Responsabilité communale pour faute simple dans le fonctionnement du service de lutte contre l'incendie ; obligation d'informer les parties avant de fonder une décision sur un moyen relevé d'office
Un retard de trente à quarante minutes dans la mise en marche de la moto-pompe du service communal d'incendie, non imputable à un cas fortuit, constitue une faute simple engageant la responsabilité de la commune pour l'aggravation des dommages ; le juge d'appel doit par ailleurs informer les parties avant de fonder d'office sa décision sur un moyen relevé d'office.
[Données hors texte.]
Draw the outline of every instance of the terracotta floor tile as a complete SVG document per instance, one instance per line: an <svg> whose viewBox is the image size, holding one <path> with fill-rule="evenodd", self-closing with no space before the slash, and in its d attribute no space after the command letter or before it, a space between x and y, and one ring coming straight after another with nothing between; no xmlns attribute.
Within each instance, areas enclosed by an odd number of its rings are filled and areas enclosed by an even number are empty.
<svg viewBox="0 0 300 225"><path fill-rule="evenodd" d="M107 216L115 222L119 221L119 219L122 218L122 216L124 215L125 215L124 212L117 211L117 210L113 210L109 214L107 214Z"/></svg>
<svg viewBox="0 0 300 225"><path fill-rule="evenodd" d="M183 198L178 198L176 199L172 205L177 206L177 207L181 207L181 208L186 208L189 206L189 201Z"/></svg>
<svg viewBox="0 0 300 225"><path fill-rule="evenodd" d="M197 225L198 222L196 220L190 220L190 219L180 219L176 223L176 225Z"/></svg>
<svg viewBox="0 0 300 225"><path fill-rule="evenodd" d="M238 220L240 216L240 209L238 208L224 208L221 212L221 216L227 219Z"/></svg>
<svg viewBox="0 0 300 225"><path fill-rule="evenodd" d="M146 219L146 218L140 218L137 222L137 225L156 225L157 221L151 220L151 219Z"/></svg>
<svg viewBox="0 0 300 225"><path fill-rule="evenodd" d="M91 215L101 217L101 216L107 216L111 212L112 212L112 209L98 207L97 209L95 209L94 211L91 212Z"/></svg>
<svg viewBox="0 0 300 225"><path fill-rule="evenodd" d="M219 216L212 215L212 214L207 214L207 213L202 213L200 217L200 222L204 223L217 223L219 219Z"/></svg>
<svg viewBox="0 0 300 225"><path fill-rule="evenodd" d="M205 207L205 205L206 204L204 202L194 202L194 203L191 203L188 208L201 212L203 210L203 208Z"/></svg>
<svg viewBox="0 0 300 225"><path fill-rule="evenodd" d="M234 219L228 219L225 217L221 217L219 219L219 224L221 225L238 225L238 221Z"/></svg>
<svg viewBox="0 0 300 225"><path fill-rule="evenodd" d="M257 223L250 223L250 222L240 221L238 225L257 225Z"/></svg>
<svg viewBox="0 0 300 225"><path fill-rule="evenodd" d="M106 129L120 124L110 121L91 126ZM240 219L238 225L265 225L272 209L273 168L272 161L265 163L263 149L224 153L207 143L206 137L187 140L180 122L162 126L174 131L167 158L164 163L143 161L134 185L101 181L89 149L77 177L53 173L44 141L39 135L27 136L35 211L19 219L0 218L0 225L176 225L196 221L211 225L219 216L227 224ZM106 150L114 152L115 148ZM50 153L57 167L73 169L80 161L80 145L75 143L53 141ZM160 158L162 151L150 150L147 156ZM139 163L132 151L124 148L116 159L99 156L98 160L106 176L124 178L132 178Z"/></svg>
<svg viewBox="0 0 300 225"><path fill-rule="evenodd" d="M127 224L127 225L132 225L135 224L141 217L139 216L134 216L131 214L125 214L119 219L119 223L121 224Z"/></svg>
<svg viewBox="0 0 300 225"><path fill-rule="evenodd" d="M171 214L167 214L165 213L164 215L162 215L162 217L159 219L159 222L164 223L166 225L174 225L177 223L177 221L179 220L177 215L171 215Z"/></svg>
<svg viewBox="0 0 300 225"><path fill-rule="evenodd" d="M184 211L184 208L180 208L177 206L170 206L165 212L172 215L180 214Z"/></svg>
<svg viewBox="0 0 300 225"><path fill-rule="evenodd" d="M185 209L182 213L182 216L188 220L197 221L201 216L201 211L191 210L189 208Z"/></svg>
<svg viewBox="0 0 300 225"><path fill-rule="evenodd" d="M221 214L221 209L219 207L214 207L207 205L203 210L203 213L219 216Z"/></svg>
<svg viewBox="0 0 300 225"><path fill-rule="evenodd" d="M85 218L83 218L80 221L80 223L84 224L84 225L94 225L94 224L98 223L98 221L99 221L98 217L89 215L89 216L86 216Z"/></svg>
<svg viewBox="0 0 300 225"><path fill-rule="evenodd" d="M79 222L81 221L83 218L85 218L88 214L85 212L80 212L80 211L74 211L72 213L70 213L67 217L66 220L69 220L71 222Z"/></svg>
« Considérant que […] dès lors qu'il n'est pas établi que la défaillance de ce matériel soit imputable à un cas fortuit, ce retard est constitutif d'une faute de nature à engager la responsabilité de la commune »
Fiche de décision
Conseil d'Etat, sect., 29/04/1998, n° 164012
Faits. Un incendie endommage la maison de Mme X. dans la nuit du 26 au 27 août 1987. Les pompiers du Service départemental d'incendie et de secours des Ardennes ne parviennent à mettre en marche la moto-pompe transportée sur les lieux qu'avec un retard de trente à quarante minutes. Le tribunal administratif de Châlons-sur-Marne déclare la commune de Hannappes responsable d'un cinquième des conséquences dommageables de l'incendie ; la cour administrative d'appel de Nancy prononce d'office un non-lieu à statuer sans avoir informé les parties du moyen envisagé.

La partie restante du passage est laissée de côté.